Probiotics are supplements of living micro-organisms that colonize the gut. Proper probiotics can confer a benefit on the host by regulating local and systemic immunity and increasing anti-inflammatory cytokines22. Several meta-analyses of randomized controlled studies have shown that the probiotics supplementation can reduce neonatal mortality, necrotizing enterocolitis, and late-onset sepsis, as well as the time to achieve full enteral feeding in preterm infants23,24,25. Inflammatory events such as necrotizing enterocolitis and late-onset sepsis are also important influencing factors of BPD, so the preventive effect of probiotics on BPD is also worth expecting. Recently, a meta-analysis reported that available evidence could not support any significant effect of probiotics on reducing the incidence of BPD17. However, the authors also stressed that their results should be interpreted with caution, as the included studies showed methodological differences in terms of inclusion criteria, timing, dosage and probiotic formulations used. Moreover, BPD was not a primary outcome in any study, and the number of probiotics studies that included BPD as a secondary outcome was relatively small. In addition, few studies have focused on preterm infants < 32 weeks of gestational age, and none of the included studies specifically targeted the most vulnerable group (infants < 28 weeks of gestational age) of BPD. Therefore, the effect of probiotics on BPD in premature infants is still unclear. Our study is the first to use the effect of probiotics on BPD as the primary outcome. We found that the use of probiotic was associated with reduced BPD in preterm infants < 32 weeks of age.

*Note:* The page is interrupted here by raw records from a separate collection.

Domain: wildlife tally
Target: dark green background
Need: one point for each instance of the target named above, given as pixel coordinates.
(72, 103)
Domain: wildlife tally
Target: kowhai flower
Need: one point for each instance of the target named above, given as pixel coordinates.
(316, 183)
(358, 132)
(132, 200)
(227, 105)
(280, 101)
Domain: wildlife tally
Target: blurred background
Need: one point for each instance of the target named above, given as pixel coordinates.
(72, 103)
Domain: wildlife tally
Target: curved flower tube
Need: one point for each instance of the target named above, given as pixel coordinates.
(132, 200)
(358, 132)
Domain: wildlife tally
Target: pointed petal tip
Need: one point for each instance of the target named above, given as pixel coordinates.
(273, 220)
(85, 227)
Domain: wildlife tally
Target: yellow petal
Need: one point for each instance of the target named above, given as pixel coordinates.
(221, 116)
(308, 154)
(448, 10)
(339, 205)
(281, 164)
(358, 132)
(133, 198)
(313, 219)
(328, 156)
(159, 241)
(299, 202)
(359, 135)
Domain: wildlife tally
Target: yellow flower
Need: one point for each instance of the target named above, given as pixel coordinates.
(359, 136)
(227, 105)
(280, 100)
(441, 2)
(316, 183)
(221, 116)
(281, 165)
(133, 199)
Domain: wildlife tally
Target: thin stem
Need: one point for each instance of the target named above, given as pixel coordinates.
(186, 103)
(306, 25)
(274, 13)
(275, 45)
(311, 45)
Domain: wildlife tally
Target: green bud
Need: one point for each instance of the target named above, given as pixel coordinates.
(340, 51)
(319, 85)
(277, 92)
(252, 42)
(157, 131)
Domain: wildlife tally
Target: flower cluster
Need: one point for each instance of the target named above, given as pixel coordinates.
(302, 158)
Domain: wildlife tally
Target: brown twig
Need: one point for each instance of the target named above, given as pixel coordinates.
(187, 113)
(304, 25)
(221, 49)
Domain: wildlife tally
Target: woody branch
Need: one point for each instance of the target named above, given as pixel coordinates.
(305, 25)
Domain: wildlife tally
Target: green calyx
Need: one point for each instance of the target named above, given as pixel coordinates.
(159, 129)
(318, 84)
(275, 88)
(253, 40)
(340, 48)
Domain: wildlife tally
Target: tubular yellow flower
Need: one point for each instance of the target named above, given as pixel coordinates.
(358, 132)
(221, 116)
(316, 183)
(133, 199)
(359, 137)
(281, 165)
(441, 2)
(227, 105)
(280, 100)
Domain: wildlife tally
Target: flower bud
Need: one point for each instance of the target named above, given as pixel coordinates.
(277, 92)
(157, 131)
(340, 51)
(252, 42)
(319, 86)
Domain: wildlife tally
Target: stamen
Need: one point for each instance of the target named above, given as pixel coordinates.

The protective effect of probiotics on BPD may have several hypothesized mechanisms : (1) Premature infants have immature immune systems that cannot balance the pro-inflammatory responses, leading to a decrease in the number of regulatory T cells (Tregs) that constitute anti-inflammatory lymphocyte subsets and a higher proportion of activated pro-inflammatory T cells, which is an important cause of BPD. Probiotics appear to improve Treg production, expansion, and activity while reducing the activation of proinflammatory lymphocyte subsets26,27; (2) Probiotics can reduce the occurrence of BPD by regulating intestinal flora28; (3) In the NEC experiment, the combined effect of hyperoxia and suboptimal nutrition had an adverse effect on the level of lung vascular endothelial growth factor (PVEGF). Probiotics can improve the nutritional status of infants, help to improve lung vasculogenesis and prevent BPD25,26,29; (4) In addition, the performance of probiotics also help to reduce the incidence of BPD30.

There are some limitations in our study: (1) our study is a single-center retrospective study in which the study population was grouped according to probiotics use. Since probiotics were used prophylactically in most cases, parental refusal to use probiotics may affect the results of this study. (2) Although our study showed that the use of probiotics had a protective effect on BPD, it did not analyze the effects of different types of corticosteroid or strains, the optimal dose and duration of use were not analyzed. (3) BPD is a disease with many risk factors, and factors not included may affect the results of this study.

Conclusions

Probiotics are associated with a reduced risk of BPD in preterm infants < 32 weeks of age. More prospective studies with large samples are still needed.